Que comenzaron a desplegarse no bien mi mujer me dejó.

Finalmente mi mujer me abandonó. Los dos últimos años no habían resultado para nada fáciles. Si bien nunca le confesé por entero "mis desviaciones", nuestra misma intimidad y el hecho de que ella fuera por momentos una chica capaz de percibir y alimentar los más recónditos deseos míos en materia sexual, le dieron tanta información como si yo hubiera hablado clara y abiertamente sobre mis tendencias.

En ese lapso, me abandoné en forma absoluta a mi pasividad. De hecho, en esos dos años no la penetré una sola vez. Sus orgasmos provenían de mis dedos, de mi lengua y alguna que otra vez, de las calenturas que se podía permitir sojuzgándome, azotándome si le venía en gana, haciéndome vestir su ropa interior e incluso en un par de ocasiones, cogiéndome mediante el arnés que ella misma compró, para luego de eso, degradarme e insultarme hasta quedarse afónica: "¡Puto! ¡Marica de mierda! ¡Impotente! ¡Hijo de puta arrastrado!" Y cuanta cosa más se le pudo ocurrir.

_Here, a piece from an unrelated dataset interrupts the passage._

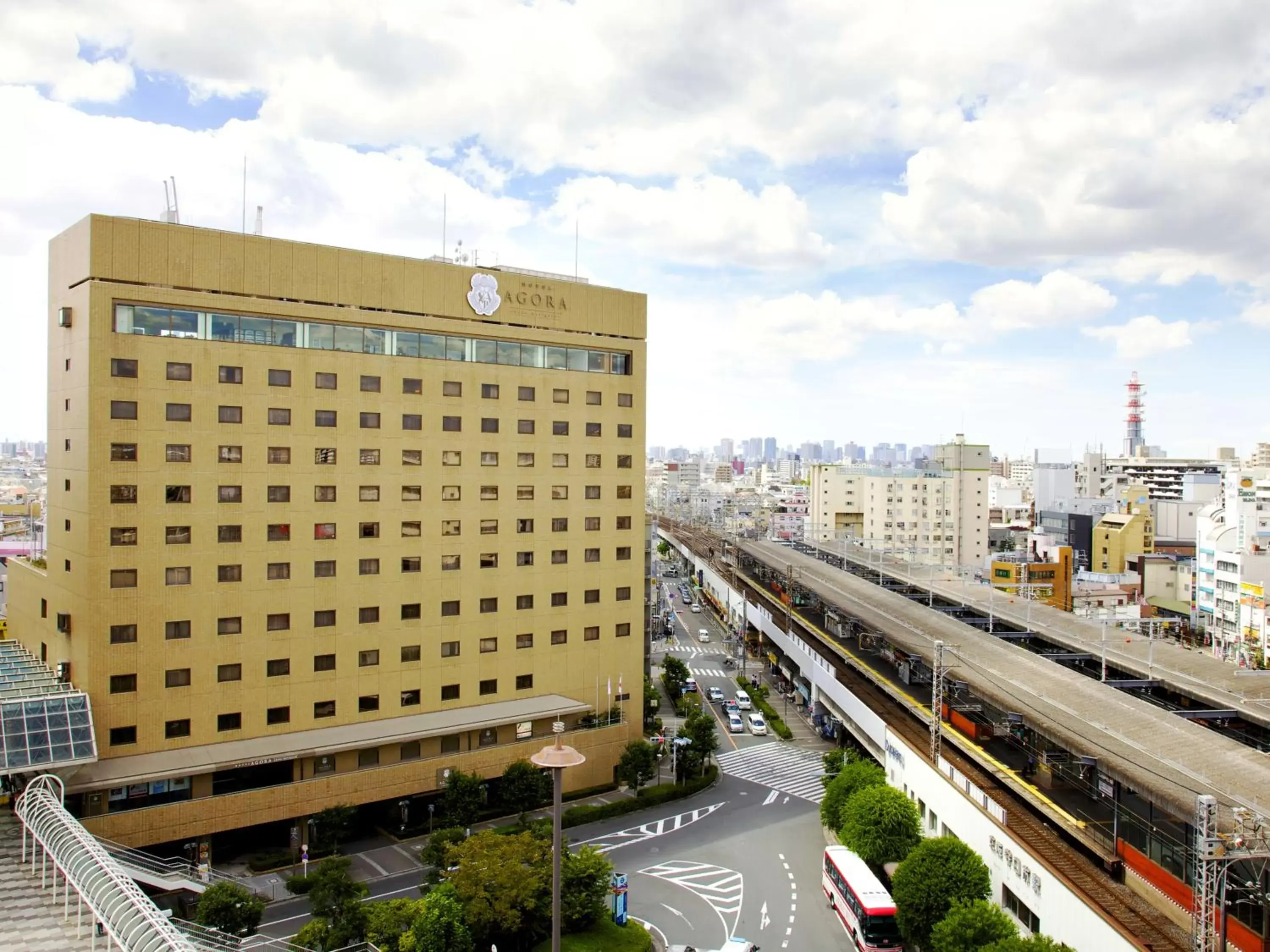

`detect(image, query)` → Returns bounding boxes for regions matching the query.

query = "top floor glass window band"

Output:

Supongo que ocasionalmente habrá tenido también sus placeres en relaciones con otros hombres, aunque no fue lo habitual, hasta que por fin, luego de una larga discusión que empezó, como generalmente sucede, con una pavada. su imposición y mi negativa a cortarme el pelo, decidió que se estaba volviendo loca compartiendo esa vida conmigo, me comunicó su resolución de irse y además me hizo saber que lo hacía porque se sentía feliz con un amante, con el cual conviviría.

Dos horas después de su salida, completamente desnudo, estaba bajando del escondite en lo más alto de un placard del sótano, la caja que no abría desde hacía doce años, desde el momento en que me pareció que podía controlar mi pasión por travestirme, para formar una familia y tener una vida algo más parecida a cierta normalidad.

Coloqué la caja sobre una mesa y lentamente pero con creciente excitación fui rompiendo las cintas de embalaje con las que había esperado mantener mi secreto a buen recaudo.

Mis piernas temblaban mientras iba subiendo por ellas una bombachita blanca, la primer prenda que saqué de la caja. Cuando la tuve ajustada por debajo de la cintura, mis manos parecieron haber adquirido independencia de mi cerebro, y acariciaron mis nalgas, el bulto delantero que no me había ocupado demasiado en disimular, mi cintura. Esas manos que subieron hasta mis pezones, duros, erectos y que se mostraron torpes por la ansiedad y excitación, intentando abrochar el corpiño en mi espalda.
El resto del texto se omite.